Katagiri found a giant frog waiting for him in his apartment. It was powerfully built, standing over six feet tall on its hind legs. A skinny little man no more than five-foot-three, Katagiri was overwhelmed by the frog’s imposing bulk.

Narrator, “Super-Frog Saves Tokyo”

The book is comprised of six independent stories that are all connected by the shared experience of the 1995 earthquake that rattled Kobe, Japan. The strangest and most engaging by far is “Super-Frog Saves Tokyo” which is a tale about exactly what the title promises. The opening line quoted above indicates the tone and mood and utterly surreal atmosphere of the story. The frog is here to enlist the assistance of Katagiri in a cosmic battle for the planet with a creature living underground known, appropriately, as Worm. It just gets weirder from there.

“The problem is that you never give me anything. Or, to put it more precisely, you have nothing inside you that you can give me. You are good and kind and handsome but living with you is like living with a chunk of air. It’s not entirely your fault, though. There are lots of women who will fall in love with you. But please don’t call me. Just get rid of all the stuff I’m leaving behind.”

Komura’s wife, in letter, “UFO in Kushiro”

The first story in the collection begins with a tale of a woman who has spent five days straight following the quake planted in front of the television, devouring every last detail of the coverage. When Komura returns home from his job in Tokyo, he is greeted by a missing wife, almost no trace of her existence left behind and the letter which also declares that she is never coming back. The story proceeds from this moment, unfolding in a way that at times feel almost like a dream, with an odd disjoined sense of reality.

“On the surface, at least, it looks like that. But in a sense, he was right. He did drown alone in a dark sea. He became an alcoholic. He soaked his body in his own despair—right to the core—and he died in agony. Premonitions can stand for something else sometimes.”

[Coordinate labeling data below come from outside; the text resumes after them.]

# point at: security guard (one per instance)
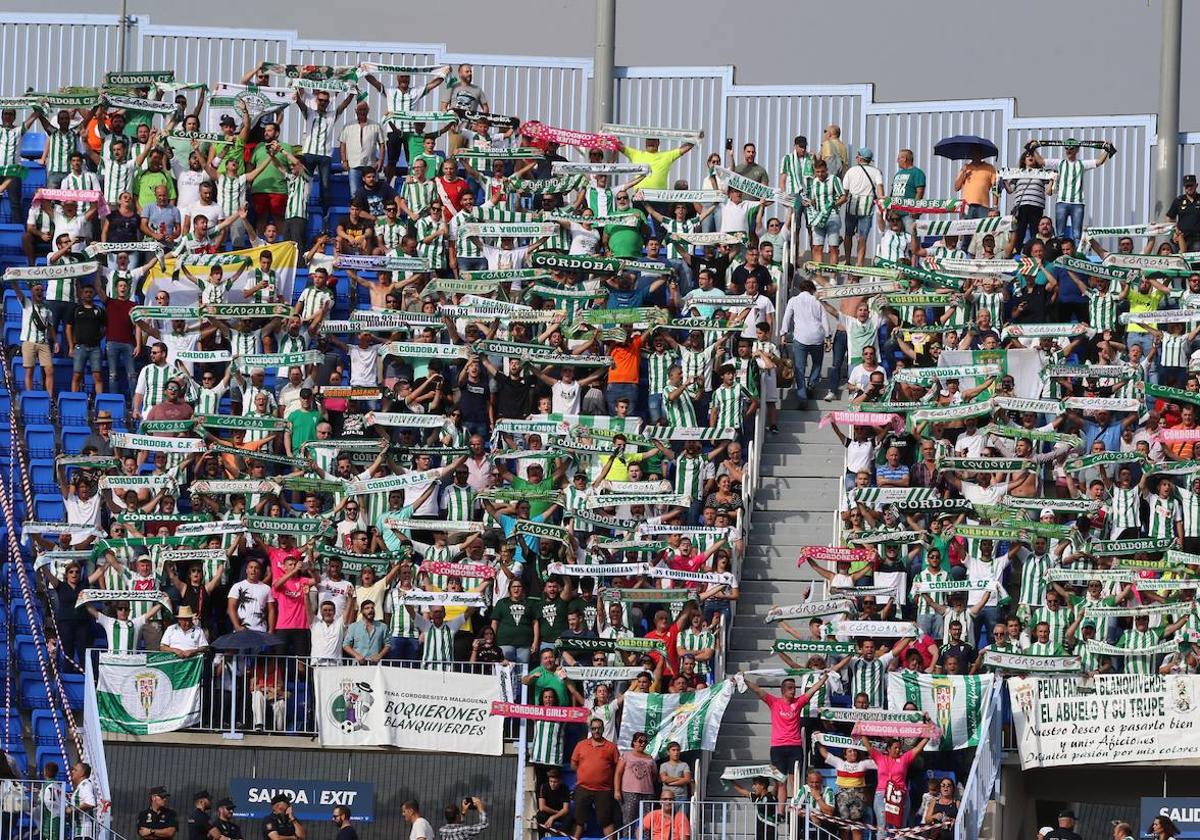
(223, 827)
(157, 822)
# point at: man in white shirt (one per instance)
(864, 185)
(184, 639)
(327, 635)
(361, 147)
(804, 331)
(251, 604)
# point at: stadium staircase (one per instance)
(795, 507)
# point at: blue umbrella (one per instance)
(964, 148)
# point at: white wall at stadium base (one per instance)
(53, 51)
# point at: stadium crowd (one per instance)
(508, 364)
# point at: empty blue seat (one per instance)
(35, 407)
(41, 473)
(49, 508)
(45, 732)
(27, 654)
(72, 685)
(40, 441)
(73, 408)
(73, 438)
(113, 403)
(54, 754)
(33, 693)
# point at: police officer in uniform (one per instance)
(281, 823)
(223, 827)
(157, 822)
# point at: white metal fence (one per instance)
(53, 51)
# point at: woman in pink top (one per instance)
(786, 739)
(292, 618)
(892, 791)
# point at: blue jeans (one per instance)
(654, 411)
(622, 390)
(120, 355)
(85, 355)
(405, 647)
(840, 349)
(1065, 211)
(801, 355)
(683, 274)
(321, 167)
(355, 174)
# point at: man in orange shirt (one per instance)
(594, 762)
(975, 183)
(669, 821)
(623, 375)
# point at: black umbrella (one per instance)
(246, 641)
(964, 148)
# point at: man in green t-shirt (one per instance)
(301, 423)
(625, 240)
(270, 189)
(515, 624)
(545, 677)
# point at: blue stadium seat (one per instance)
(40, 441)
(73, 408)
(72, 685)
(113, 403)
(33, 693)
(73, 438)
(33, 144)
(35, 407)
(45, 733)
(54, 754)
(48, 508)
(27, 654)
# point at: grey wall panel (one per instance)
(773, 120)
(888, 132)
(1119, 192)
(45, 57)
(687, 101)
(432, 779)
(544, 90)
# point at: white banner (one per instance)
(1119, 718)
(414, 709)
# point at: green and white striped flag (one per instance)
(955, 703)
(691, 718)
(149, 693)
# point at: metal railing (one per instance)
(276, 695)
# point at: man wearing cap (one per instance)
(157, 822)
(1185, 211)
(223, 827)
(1068, 187)
(199, 823)
(864, 185)
(1066, 829)
(184, 639)
(282, 822)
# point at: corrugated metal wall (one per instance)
(45, 54)
(433, 780)
(772, 120)
(555, 91)
(687, 101)
(210, 54)
(1117, 192)
(891, 129)
(1189, 155)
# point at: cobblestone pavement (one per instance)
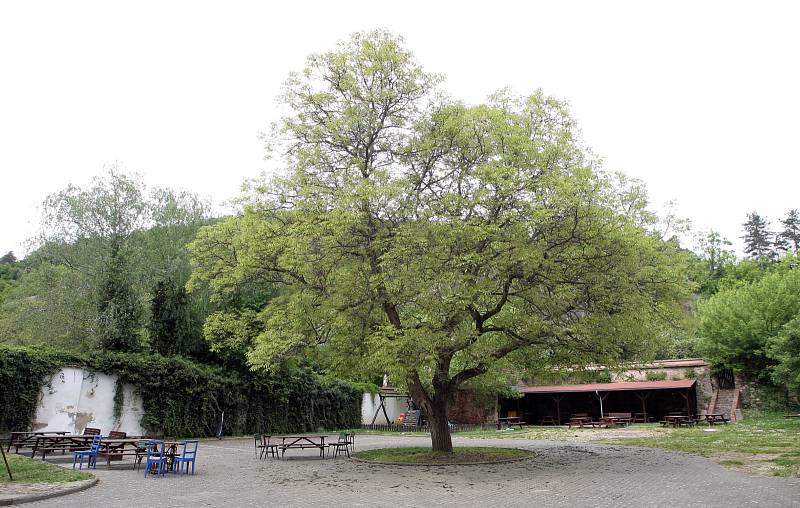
(562, 474)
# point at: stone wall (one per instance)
(74, 399)
(692, 368)
(468, 408)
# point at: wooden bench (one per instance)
(611, 419)
(411, 420)
(581, 420)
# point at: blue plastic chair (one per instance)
(156, 458)
(90, 454)
(187, 456)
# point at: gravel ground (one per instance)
(562, 474)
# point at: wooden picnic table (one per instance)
(301, 442)
(580, 421)
(610, 421)
(509, 421)
(548, 420)
(118, 448)
(25, 439)
(677, 420)
(62, 442)
(712, 418)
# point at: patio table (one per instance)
(712, 418)
(301, 442)
(25, 439)
(509, 421)
(63, 442)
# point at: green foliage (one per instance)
(789, 238)
(437, 242)
(758, 240)
(119, 309)
(185, 398)
(101, 252)
(752, 328)
(768, 398)
(172, 330)
(8, 258)
(656, 376)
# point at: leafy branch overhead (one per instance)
(436, 241)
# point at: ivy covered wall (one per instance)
(185, 398)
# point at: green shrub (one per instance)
(656, 376)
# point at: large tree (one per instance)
(101, 250)
(753, 327)
(789, 239)
(758, 240)
(439, 243)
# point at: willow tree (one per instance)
(439, 243)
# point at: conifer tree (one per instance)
(789, 238)
(758, 243)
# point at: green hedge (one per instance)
(185, 398)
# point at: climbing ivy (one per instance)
(181, 397)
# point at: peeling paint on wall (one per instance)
(74, 399)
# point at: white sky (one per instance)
(698, 99)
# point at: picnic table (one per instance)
(548, 420)
(46, 443)
(677, 420)
(712, 418)
(24, 439)
(300, 443)
(581, 421)
(509, 421)
(117, 448)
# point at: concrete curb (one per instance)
(69, 488)
(431, 464)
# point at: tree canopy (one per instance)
(752, 328)
(438, 242)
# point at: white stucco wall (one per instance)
(370, 403)
(75, 399)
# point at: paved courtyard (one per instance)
(562, 474)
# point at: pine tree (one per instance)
(789, 238)
(758, 243)
(171, 329)
(8, 258)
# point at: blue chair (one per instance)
(156, 458)
(188, 455)
(90, 454)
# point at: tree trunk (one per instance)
(440, 428)
(435, 410)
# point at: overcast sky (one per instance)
(698, 99)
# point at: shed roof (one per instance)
(611, 387)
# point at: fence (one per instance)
(454, 427)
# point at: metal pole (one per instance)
(601, 403)
(5, 460)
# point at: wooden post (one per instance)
(643, 397)
(5, 460)
(557, 399)
(381, 406)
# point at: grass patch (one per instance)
(766, 438)
(731, 462)
(26, 470)
(460, 455)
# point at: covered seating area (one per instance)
(637, 401)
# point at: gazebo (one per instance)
(650, 399)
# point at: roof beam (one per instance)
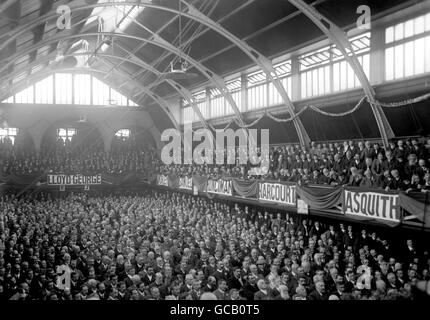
(40, 75)
(192, 13)
(339, 37)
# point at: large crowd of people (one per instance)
(403, 165)
(159, 245)
(69, 158)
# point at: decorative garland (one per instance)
(329, 114)
(401, 103)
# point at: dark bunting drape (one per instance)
(417, 204)
(200, 182)
(243, 188)
(320, 198)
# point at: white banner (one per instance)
(186, 183)
(73, 179)
(162, 180)
(220, 186)
(276, 192)
(372, 205)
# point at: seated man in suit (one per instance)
(264, 293)
(319, 292)
(221, 293)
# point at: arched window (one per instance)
(66, 88)
(8, 134)
(66, 133)
(123, 134)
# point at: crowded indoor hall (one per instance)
(226, 150)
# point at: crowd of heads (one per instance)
(70, 157)
(159, 245)
(403, 165)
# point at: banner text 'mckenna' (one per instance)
(223, 147)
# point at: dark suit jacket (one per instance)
(315, 295)
(260, 295)
(234, 283)
(249, 291)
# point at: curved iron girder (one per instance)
(194, 14)
(213, 78)
(185, 93)
(338, 36)
(217, 81)
(4, 6)
(40, 75)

Miyake, “Landscape with Flatiron”

Miyake is relating a story about Jack London, who famous story “To Build a Fire” has already been reference. She relates how London had had premonition of his own death which would come by drowning at sea by being swept overboard in the middle of the night when no one could see. In reality, however, he died from complications related to morphine abuse. Miyake’s companion suggests that the lesson here is that he since he didn’t die in the way foreseen, the premonition didn’t come true. Miyake responds with an alternative interpretation.

"Strange and mysterious things, though, aren’t they—earthquakes? We take it for granted that the earth beneath our feet is solid and stationary. We even talk about people being ‘down to earth’ or having their feet firmly planted on the ground. But suddenly one day we see that it isn’t true. The earth, the boulders, that are supposed to be so solid, all of a sudden turn as mushy as liquid.”

Nimit, “Thailand”

A natural disaster on the level of the Kobe earthquake affects different people in a variety of ways. The stories contained in this collection all serve to prove there is no “proper response” to such devastation. Some look to the mysteries of scientific fact for explanations, some find solace in favorite works of literature, some run away while others escape the ineffable by diving head-long into the creativity of their own mind. People do whatever has to be done to cope and make it through to the other side.